The M6 protein of Streptococcus pyogenes was expressed on the cell surface and secreted in Streptococcus gordonii Challis (formerly Streptococcus sanguis) after chromosomal integration of a promoterless M6 protein gene (emm-6.1). The ermC gene, conferring resistance to erythromycin, was cloned downstream of emm-6. 1, within the same Clal fragment. The initiation codon of emm-6.1 was 19 bp downstream of a Clal site, so that Clal cleavage would leave the gene promoterless.
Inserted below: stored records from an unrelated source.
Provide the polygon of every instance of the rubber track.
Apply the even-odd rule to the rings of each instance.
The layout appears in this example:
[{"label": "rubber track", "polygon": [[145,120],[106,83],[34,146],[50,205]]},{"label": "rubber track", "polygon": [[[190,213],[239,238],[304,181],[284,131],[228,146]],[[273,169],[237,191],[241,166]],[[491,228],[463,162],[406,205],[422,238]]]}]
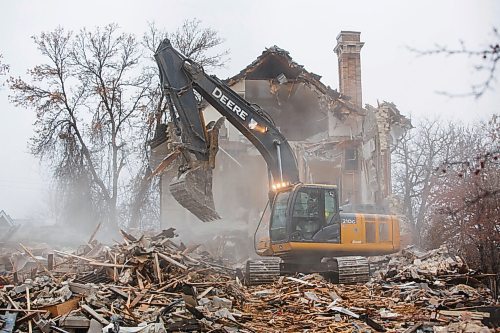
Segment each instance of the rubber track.
[{"label": "rubber track", "polygon": [[366,283],[370,279],[370,266],[365,257],[337,257],[339,283]]},{"label": "rubber track", "polygon": [[252,259],[246,263],[245,284],[272,283],[280,276],[279,258]]}]

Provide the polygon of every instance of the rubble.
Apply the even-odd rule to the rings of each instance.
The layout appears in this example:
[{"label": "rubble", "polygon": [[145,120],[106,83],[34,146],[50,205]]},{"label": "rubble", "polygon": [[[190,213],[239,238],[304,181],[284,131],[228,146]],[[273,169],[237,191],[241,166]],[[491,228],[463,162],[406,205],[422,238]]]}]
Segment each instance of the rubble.
[{"label": "rubble", "polygon": [[23,252],[11,257],[36,265],[0,272],[0,332],[410,333],[498,326],[491,276],[468,270],[444,248],[372,258],[378,269],[363,285],[299,274],[245,286],[240,270],[179,243],[173,230],[122,236],[111,247],[91,237],[78,251],[47,257],[21,245]]}]

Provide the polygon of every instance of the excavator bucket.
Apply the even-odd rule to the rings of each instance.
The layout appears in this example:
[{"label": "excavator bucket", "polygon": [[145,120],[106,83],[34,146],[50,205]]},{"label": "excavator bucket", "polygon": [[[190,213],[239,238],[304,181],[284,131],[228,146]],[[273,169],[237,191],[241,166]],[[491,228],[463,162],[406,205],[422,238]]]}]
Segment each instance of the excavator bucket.
[{"label": "excavator bucket", "polygon": [[201,164],[172,179],[170,193],[184,208],[203,222],[220,219],[212,193],[212,169]]}]

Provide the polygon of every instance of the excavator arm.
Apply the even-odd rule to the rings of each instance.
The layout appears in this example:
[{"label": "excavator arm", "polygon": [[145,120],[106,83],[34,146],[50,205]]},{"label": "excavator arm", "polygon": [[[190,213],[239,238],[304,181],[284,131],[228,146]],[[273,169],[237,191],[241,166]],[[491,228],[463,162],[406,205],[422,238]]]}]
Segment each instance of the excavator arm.
[{"label": "excavator arm", "polygon": [[270,186],[299,182],[292,148],[262,109],[240,97],[215,76],[207,75],[201,66],[175,50],[168,39],[158,47],[155,59],[162,88],[180,123],[180,149],[188,162],[170,186],[181,205],[202,221],[218,218],[212,194],[213,163],[209,163],[217,150],[213,147],[217,140],[207,131],[195,91],[257,148],[267,163]]}]

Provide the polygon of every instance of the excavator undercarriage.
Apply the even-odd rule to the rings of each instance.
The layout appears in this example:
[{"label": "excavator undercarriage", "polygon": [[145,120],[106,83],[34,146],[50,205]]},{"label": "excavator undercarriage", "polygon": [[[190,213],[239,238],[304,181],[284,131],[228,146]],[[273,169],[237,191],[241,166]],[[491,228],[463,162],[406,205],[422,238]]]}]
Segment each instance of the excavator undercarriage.
[{"label": "excavator undercarriage", "polygon": [[370,279],[370,265],[361,256],[323,258],[320,262],[286,261],[277,257],[251,259],[246,263],[245,283],[270,283],[281,275],[297,273],[320,273],[333,283],[366,283]]}]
The Clal fragment containing the promoterless emm-6. 1 and ermC was ligated in vitro with a Clal digest of S. gordonii chromosomal DNA. Random chromosomal integration of the heterologous DNA was obtained by using the ligation mixture to transform the naturally competent S. gordonii Challis. Twenty-eight percent of transformants selected for erythromycin resistance also expressed M6. Among the best M6 producers, 10 clones were selected for the stability of their phenotype. Nine of the 10 clones were shown to harbour one intact copy of the emm-6.1/ermC Clal fragment integrated into the chromosome. These strains both expressed M6 protein on the surface and secreted different amounts of the molecule, since in each case the protein was produced after a transcriptional fusion of emm-6.1 with a different chromosomal promoter. A S. gordonii strain expressing large amounts of surface M6 protein, as judged by immunofluorescence, and Western blot, was compared to the M- parental strain in a standard opsonophagocytosis assay. Of the isogenic pair, M6+ S. gordonii survived better in human blood and was phagocytosed at a slower rate.